Во-первых, помимо украинского кризиса, разрыв с Россией отражается на всем спектре наших отношений с Москвой: энергетике, Сирии, иранском атоме, сближении России с Китаем, европейской экономике и даже Греции, чей премьер-министр Алексис Ципрас (Alexis Tsipras), опираясь на православный союз Москвы и Афин, пытался заручиться экономической помощью Кремля в противостоянии со своими кредиторами. Все это походит скорее на последствия неконтролируемой эскалации, а не логичной и продуманной политики. Некотором образом, сближение Москвы с западным альянсом, начало которому положило включение России в восьмерку в 1998 году, затормозилось или вообще застопорилось. Именно в этом заключается главное следствие кризиса на Украине, для которой подписание и реализация минских соглашений должны стать залогом стабилизации конфликта при условии признания присоединения Крыма к России и особого статуса русскоязычных восточных регионов.

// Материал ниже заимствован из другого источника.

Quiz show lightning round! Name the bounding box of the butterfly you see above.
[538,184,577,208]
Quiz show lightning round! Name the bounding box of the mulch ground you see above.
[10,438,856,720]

Во-вторых, не стоит забывать, что Владимир Путин сам был инициатором сближения с западным лагерем в начале 2000-х годов. Здесь стоит отметить, например, прозвучавшие 11 сентября 2001 года сирены, которые в России гремели в день окончания войны 9 мая 1945 года, а также период примирения с Польшей и признания преступлений в Катыни. Для лучшего понимания Путина нужно отдавать себе отчет в том, что на нем оставили отпечаток два события. Первое связано с его рождением. Он появился на свет в 1951 году и рос в опустошенном почти 900-дневной блокадой послевоенном Ленинграде. Поэтому он был свидетелем медленного восстановления своей страны после 1945 года. Детство в послевоенном городе оставило глубокий след на человеке, которому сейчас приписывают мечты об «имперской» России. Второй важный момент — его учеба и служба в советских и российских спецслужбах. Как рассказывает Александр Адлер, еще с юных лет Владимир Путин страстно увлекся ЧК, чьи сотрудники сражались вместе с республиканцами во время войны в Испании, а затем и в первых тайных конфликтах холодной войны. Но хотя набравшийся опыта в операциях КГБ президент России, без сомнения, стремится восстановить мощь России, сомнительно, чтобы ему хотелось расшатать международную систему, как это было в советскую эпоху. С этой точки зрения он — важный для нас партнер, с которым нужно говорить и можно договориться при соблюдении интересов всех сторон.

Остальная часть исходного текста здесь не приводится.